Asbestos Found In House's Building Materials

Asbestos found in Harvard building materials recently forced at least one undergraduate to temporarily relocate out of his room in Winthrop House, although administrators say current levels of the fibrous material pose no health problems to students.

Last semester, after arriving back to his dorm, Winthrop resident Matthew W.G. Walker ’16 said he noticed a chunk of plaster had fallen from the ceiling into his closet, scattering dust over his clothes. The next day, Winthrop House staff and facility workers tested the plaster and found levels of asbestos in the material, according to Walker.

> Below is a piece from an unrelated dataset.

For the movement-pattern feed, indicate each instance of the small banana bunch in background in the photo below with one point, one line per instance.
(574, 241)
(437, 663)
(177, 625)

Winthrop House Masters Stephanie Robinson and Ronald S. Sullivan Jr. wrote in a statement that standards of construction for older buildings are to blame for the presence of asbestos, which was frequently used for fireproofing and insulation throughout the twentieth century.

“Asbestos has been found in rooms at Winthrop House, either during repair work or during episodes where something breaks and materials behind the wall are exposed,” they wrote, adding that no students or staff members in the House are exposed to asbestos in ways that would break building codes.

Zachary M. Gingo, the Faculty of Arts and Sciences’ Senior Director of Facilities Operations, said unless asbestos is made “friable," or into a powder, the substance is not dangerous.

“In order to make sure that that does not happen on campus, we have specific maintenance protocols for avoiding the damage or disturbance of potentially asbestos-containing materials,” Gingo wrote in an email.

He added that Harvard hires “third-party experts” to remove asbestos—a known carcinogen—and follows strict safety standards to ensure that no contaminants remain exposed.

For Walker, the asbestos posed more of an annoyance than a health threat: he threw away all of his belongings and clothing in the closet—some of which Walker said had sentimental value—and moved to another location for a brief time.

“At first I was really disappointed that Winthrop wouldn’t have notified us [of the asbestos],” he said.

Although Walker said Winthrop staff repaired the closet and ensured other rooms in his suite were asbestos-free, he said disposing of his belongings was “a big mess.”

Walker said the incident demonstrated that the more than century year-old house is in need of renovations. Winthrop is set to be renewed during the 2016-2017 academic year; Gingo wrote that workers remove all asbestos “that could be disturbed” during renovations.